Right, yes, you only need to plan once per every shape/datatype combination (not per contents). And I agree, the docs could be clearer if one of those A’s were different, or at least this said more explicitly.
I wrote a short FFT benchmark script (see gist here) and ran it on the machine I was asking about above, “machine B”, as well as a different one where things seem better, “machine A”. Here’s a plot to summarize what I get:
Your machine B may run into some of the following issues:
The CPU has hyperthreading (2 threads per core).
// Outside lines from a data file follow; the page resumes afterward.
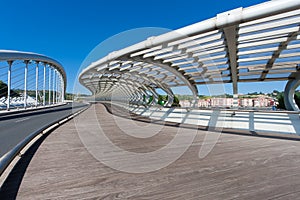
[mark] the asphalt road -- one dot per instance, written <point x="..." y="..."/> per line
<point x="14" y="128"/>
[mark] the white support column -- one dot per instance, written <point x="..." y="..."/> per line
<point x="56" y="88"/>
<point x="44" y="86"/>
<point x="49" y="89"/>
<point x="62" y="90"/>
<point x="36" y="83"/>
<point x="25" y="83"/>
<point x="53" y="85"/>
<point x="8" y="84"/>
<point x="231" y="42"/>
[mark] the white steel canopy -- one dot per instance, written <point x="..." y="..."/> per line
<point x="258" y="43"/>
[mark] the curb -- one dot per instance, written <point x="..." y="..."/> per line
<point x="10" y="159"/>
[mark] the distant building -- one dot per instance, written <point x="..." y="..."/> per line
<point x="258" y="101"/>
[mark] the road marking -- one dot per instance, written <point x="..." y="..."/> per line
<point x="21" y="120"/>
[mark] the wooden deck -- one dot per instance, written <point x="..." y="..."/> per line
<point x="239" y="167"/>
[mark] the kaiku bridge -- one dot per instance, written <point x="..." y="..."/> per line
<point x="255" y="44"/>
<point x="129" y="144"/>
<point x="30" y="79"/>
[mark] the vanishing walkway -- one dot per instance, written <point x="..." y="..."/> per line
<point x="239" y="167"/>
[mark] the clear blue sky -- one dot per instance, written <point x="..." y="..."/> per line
<point x="67" y="30"/>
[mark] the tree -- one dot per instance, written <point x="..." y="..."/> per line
<point x="280" y="99"/>
<point x="176" y="102"/>
<point x="3" y="91"/>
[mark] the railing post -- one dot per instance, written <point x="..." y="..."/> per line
<point x="44" y="86"/>
<point x="50" y="72"/>
<point x="25" y="83"/>
<point x="53" y="87"/>
<point x="36" y="83"/>
<point x="8" y="83"/>
<point x="62" y="90"/>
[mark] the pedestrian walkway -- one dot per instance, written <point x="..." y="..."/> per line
<point x="242" y="167"/>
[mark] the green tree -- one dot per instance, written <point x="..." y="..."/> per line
<point x="3" y="90"/>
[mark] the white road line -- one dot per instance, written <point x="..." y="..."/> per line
<point x="24" y="119"/>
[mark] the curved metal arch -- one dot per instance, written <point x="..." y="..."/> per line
<point x="10" y="55"/>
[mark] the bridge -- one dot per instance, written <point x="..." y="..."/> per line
<point x="125" y="145"/>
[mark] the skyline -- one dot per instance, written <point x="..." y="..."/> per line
<point x="68" y="33"/>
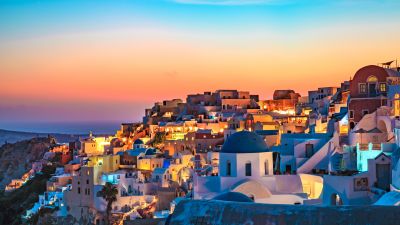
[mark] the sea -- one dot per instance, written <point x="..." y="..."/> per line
<point x="97" y="127"/>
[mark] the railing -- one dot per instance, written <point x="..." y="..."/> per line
<point x="363" y="146"/>
<point x="376" y="146"/>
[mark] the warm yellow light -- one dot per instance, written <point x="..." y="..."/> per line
<point x="285" y="112"/>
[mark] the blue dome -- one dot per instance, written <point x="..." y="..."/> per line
<point x="233" y="197"/>
<point x="138" y="142"/>
<point x="244" y="142"/>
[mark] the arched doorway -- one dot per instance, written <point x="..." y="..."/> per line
<point x="252" y="189"/>
<point x="336" y="199"/>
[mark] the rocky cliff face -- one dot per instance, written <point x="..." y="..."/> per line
<point x="16" y="159"/>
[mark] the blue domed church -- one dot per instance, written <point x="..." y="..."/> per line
<point x="246" y="167"/>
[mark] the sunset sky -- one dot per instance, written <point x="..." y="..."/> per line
<point x="108" y="60"/>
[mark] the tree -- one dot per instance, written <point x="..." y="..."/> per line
<point x="109" y="193"/>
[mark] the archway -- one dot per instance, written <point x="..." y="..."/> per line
<point x="252" y="189"/>
<point x="336" y="199"/>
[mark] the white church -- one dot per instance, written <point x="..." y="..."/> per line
<point x="246" y="166"/>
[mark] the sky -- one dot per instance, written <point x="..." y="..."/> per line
<point x="108" y="60"/>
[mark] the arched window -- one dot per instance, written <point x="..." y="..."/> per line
<point x="228" y="168"/>
<point x="396" y="104"/>
<point x="372" y="79"/>
<point x="248" y="169"/>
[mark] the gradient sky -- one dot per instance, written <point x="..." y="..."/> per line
<point x="108" y="60"/>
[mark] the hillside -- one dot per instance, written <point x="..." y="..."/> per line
<point x="15" y="136"/>
<point x="16" y="159"/>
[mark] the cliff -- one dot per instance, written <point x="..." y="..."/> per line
<point x="16" y="159"/>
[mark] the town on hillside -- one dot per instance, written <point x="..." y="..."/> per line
<point x="338" y="146"/>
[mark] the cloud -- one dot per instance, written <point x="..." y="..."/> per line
<point x="227" y="2"/>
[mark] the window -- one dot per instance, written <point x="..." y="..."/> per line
<point x="351" y="114"/>
<point x="228" y="168"/>
<point x="372" y="79"/>
<point x="382" y="87"/>
<point x="266" y="167"/>
<point x="248" y="169"/>
<point x="363" y="88"/>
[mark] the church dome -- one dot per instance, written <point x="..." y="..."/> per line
<point x="233" y="197"/>
<point x="138" y="142"/>
<point x="244" y="142"/>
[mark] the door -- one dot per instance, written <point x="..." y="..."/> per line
<point x="383" y="176"/>
<point x="288" y="169"/>
<point x="372" y="89"/>
<point x="309" y="150"/>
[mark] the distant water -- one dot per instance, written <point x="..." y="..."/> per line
<point x="100" y="127"/>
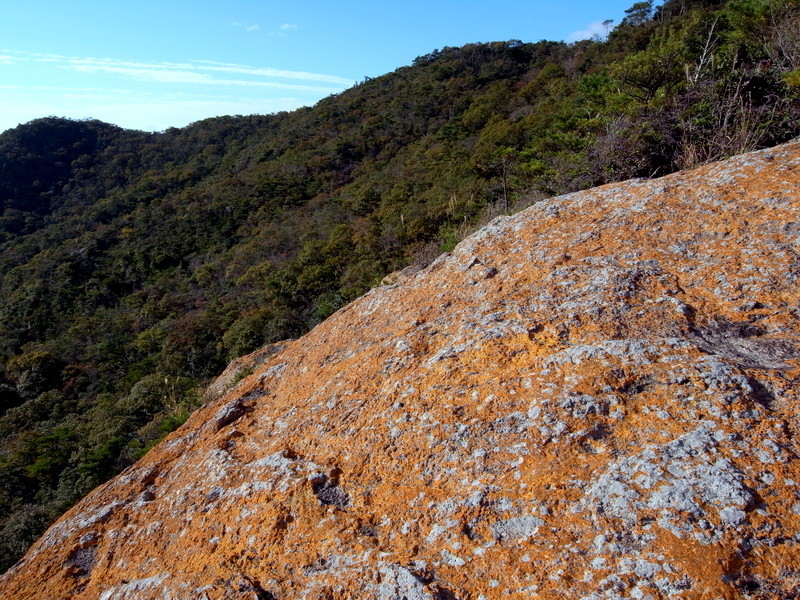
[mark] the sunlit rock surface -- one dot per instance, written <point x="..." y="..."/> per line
<point x="595" y="399"/>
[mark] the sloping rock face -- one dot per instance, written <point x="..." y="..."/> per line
<point x="596" y="399"/>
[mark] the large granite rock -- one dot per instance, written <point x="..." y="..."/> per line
<point x="594" y="399"/>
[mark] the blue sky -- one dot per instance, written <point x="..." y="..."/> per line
<point x="155" y="64"/>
When you do the FFT with 2 threads, how can you be sure that two physical cores are used, and not two threads on the same core? Ideally, the threads should first be distributed over the physical cores, and only if these are exhausted, the 2nd thread on each core should be used. But I’m afraid I don’t know whether FFTW takes care to pin the threads to physical cores. If not, the behavior depends on the OS and maybe on what else is running on the machine.
Modern CPUs have “turbo-boost”, i.e. when just one thread is running, the CPU frequency can be (much) higher than when multiple threads are running (due to the thermal budget). So by using more threads/cores, the CPU might clock down, i.e. the performance won’t scale.
FFT of size N has a runtime of O(N log N), i.e. the work per data element is actually not large. If an optimized implementation (like FFTW) is used, such an algorithm’s performance may actually not be limited by CPU resources, but by memory bandwidth. Note that your machine A has two CPU sockets, i.e. when you use two threads it can probably use twice the memory bandwidth because each CPU has its own memory controller.
For a proper scaling benchmark, it is often recommended to turn off turbo-boost and hyperthreading, though this may require changing settings in the BIOS. Modern Linux kernels may offer tools to change that behavior for a running system, but I’m not up-to-date on that.